Never has there been more of a divide in opinions and practices than in the world of childrearing. Issues like what foods to eat, ways of disciplining and types of schooling often result in polarized groups of parents who feel strongly about the way they approach these important parenting topics. And kids' bedtimes are no stranger to this concept.
In my experience, there are two types of parents: 1) The ones who implement a very early bedtime for their kids and are control freaks about adhering to it, and 2) The ones whose kids have no set bedtime and are relaxed about the time at which their kids' heads hit the pillow.
Which category do I fit in? The control freak category. I admit it. I'm a control freak about my kids' sleep.
A friend of mine invited my family to watch fireworks last year for the Fourth of July. Fireworks? Doesn't it have to be dark outside to have fireworks? That means that they probably wouldn't even start until 9:30 at the earliest. Ha! My kids are asleep for two hours by that time! That's right, bedtime in our house is 7:30 p.m. And thanks to good old Daylight Savings Time, that means that for half of the year, my kids are in bed before the sun goes down.
Within the first few months of each of my daughters' lives, I worked hard to get them on a schedule -- one that included an early bedtime. Our family follows an "early to bed, early to rise" mentality. And no matter what time my kids go to bed at night, I know that I'll be woken up by my 2-year-old singing, "If You're Happy and You Know It," and stomping her feet cheerfully against the wall. Cute, no doubt. But oh-so-early in the morning. And until they're old enough to get up and turn on the morning cartoons themselves, that means that I'll be dragged out of bed too. So, while I've never been much of a late night gal to begin with, having young kids only reinforces the fact that I'll be going to bed early too. You see, young kids don't understand the concept of sleeping in.
Being a toddler and an infant, they have no concept of their bedtime. They don't know that there are kids still outside playing, all of the good shows on TV have yet to come on or that we decline lots of evening activities.
My response to that? What they don't know won't kill them. The world is a better place when kids are happy. When mine get a full night's rest, they're happy. And when they're happy, I'm happy. See where I'm going with this? In my household, sleep = happiness. So for now, I'll take well-rested kids over a social life.
I'm always fascinated, although not judgmental, at parents whose kids stay up significantly later than mine. "I can't believe he stayed up to watch the ball drop!" I said in amazement to my best friend, in reference to her 4-year-old. "I love keeping the kids up for special reasons," she gushed. And since she's my BFF, I can easily look at her with a wink and say, "You're 'cray-cray,'" and she'll wink back. It's a mutual understanding that we have different views on this topic.

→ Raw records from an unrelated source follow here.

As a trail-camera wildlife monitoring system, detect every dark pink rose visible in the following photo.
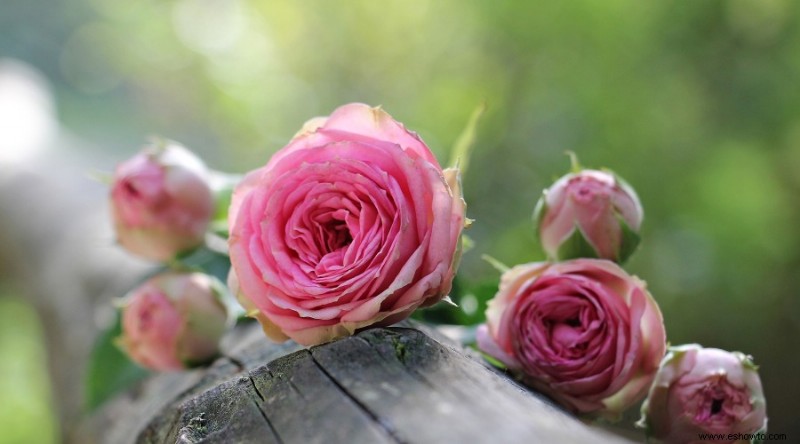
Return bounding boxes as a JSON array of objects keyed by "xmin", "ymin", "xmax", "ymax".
[
  {"xmin": 534, "ymin": 170, "xmax": 644, "ymax": 262},
  {"xmin": 229, "ymin": 103, "xmax": 465, "ymax": 345},
  {"xmin": 638, "ymin": 344, "xmax": 767, "ymax": 444},
  {"xmin": 111, "ymin": 142, "xmax": 214, "ymax": 261},
  {"xmin": 117, "ymin": 272, "xmax": 228, "ymax": 371},
  {"xmin": 478, "ymin": 259, "xmax": 666, "ymax": 419}
]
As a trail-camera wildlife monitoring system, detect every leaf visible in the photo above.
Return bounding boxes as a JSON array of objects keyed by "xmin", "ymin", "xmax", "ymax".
[
  {"xmin": 85, "ymin": 312, "xmax": 150, "ymax": 412},
  {"xmin": 448, "ymin": 102, "xmax": 486, "ymax": 176},
  {"xmin": 172, "ymin": 246, "xmax": 231, "ymax": 282}
]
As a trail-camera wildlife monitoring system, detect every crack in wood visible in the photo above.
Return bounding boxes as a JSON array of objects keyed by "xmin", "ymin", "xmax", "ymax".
[
  {"xmin": 309, "ymin": 350, "xmax": 406, "ymax": 444},
  {"xmin": 246, "ymin": 372, "xmax": 283, "ymax": 444}
]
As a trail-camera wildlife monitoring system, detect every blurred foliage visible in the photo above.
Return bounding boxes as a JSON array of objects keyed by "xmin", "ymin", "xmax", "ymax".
[
  {"xmin": 85, "ymin": 313, "xmax": 150, "ymax": 411},
  {"xmin": 0, "ymin": 0, "xmax": 800, "ymax": 437},
  {"xmin": 0, "ymin": 289, "xmax": 58, "ymax": 444}
]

Nonetheless, I sometimes forget that not all families function the exact way mine does. That there are toddlers who are awake until 9, 10 (or later -- gasp!). While that schedule obviously works for some parents and children, it does not for mine. I also remind myself that other parents likely have the same amazed reaction to my kids' bedtime: "Your kids go to bed at 7:30!?" And that's OK.
Perhaps kids like my friends', though, are the type who actually do sleep in later in the morning. Maybe even if they get a little less sleep one night, they're still tolerable the next day. This would never work for my daughters.

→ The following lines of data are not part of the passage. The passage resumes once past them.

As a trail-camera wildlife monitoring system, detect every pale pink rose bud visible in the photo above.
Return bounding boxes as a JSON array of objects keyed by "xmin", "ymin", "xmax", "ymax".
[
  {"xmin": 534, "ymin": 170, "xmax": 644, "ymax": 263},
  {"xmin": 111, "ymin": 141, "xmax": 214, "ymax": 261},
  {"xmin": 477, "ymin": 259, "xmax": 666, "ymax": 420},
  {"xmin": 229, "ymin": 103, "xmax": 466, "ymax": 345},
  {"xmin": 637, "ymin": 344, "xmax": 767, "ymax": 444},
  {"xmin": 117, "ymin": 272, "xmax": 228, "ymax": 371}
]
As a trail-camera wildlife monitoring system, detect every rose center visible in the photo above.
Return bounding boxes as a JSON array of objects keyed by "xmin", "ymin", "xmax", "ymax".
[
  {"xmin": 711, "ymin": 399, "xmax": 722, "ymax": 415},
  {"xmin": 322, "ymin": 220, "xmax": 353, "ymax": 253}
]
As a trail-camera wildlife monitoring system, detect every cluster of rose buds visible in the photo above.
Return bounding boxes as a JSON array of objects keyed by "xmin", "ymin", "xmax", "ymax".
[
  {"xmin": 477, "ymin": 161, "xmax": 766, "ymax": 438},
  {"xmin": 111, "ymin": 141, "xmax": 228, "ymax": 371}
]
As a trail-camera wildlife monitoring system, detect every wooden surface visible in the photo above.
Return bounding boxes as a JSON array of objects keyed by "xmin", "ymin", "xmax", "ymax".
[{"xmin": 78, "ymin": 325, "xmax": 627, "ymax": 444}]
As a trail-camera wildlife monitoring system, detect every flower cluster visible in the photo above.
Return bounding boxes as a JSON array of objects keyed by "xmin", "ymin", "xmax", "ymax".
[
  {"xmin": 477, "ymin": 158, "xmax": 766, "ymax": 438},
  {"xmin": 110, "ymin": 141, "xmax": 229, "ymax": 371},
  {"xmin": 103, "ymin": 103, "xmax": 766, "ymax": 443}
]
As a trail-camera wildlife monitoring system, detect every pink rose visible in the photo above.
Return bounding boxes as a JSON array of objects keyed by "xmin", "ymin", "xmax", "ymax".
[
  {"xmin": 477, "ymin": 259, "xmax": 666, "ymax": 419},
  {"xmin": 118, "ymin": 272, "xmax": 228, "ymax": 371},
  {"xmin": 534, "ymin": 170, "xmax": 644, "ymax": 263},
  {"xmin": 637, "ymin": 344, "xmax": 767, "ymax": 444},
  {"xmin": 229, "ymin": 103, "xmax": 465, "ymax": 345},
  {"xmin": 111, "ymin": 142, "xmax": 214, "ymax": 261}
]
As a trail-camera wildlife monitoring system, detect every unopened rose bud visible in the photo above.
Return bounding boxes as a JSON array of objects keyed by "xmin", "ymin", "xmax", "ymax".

In reality, I actually like the fact that my kids go to bed so early. The time between their bedtime and mine (albeit admittedly little) is a chance for my husband and I to connect; to talk about our days without a whining toddler clinging to our legs and a crying baby needing to be soothed.
Will they go to bed this early forever? Certainly not. And even now there are the occasional (although rare) instances when something extra special pushes back bedtime. So while the near future likely forecasts a lot of early nights for our family, I know down the road they'll get to experience life after 7:30 p.m. And hey, maybe they'll even get to see some fireworks.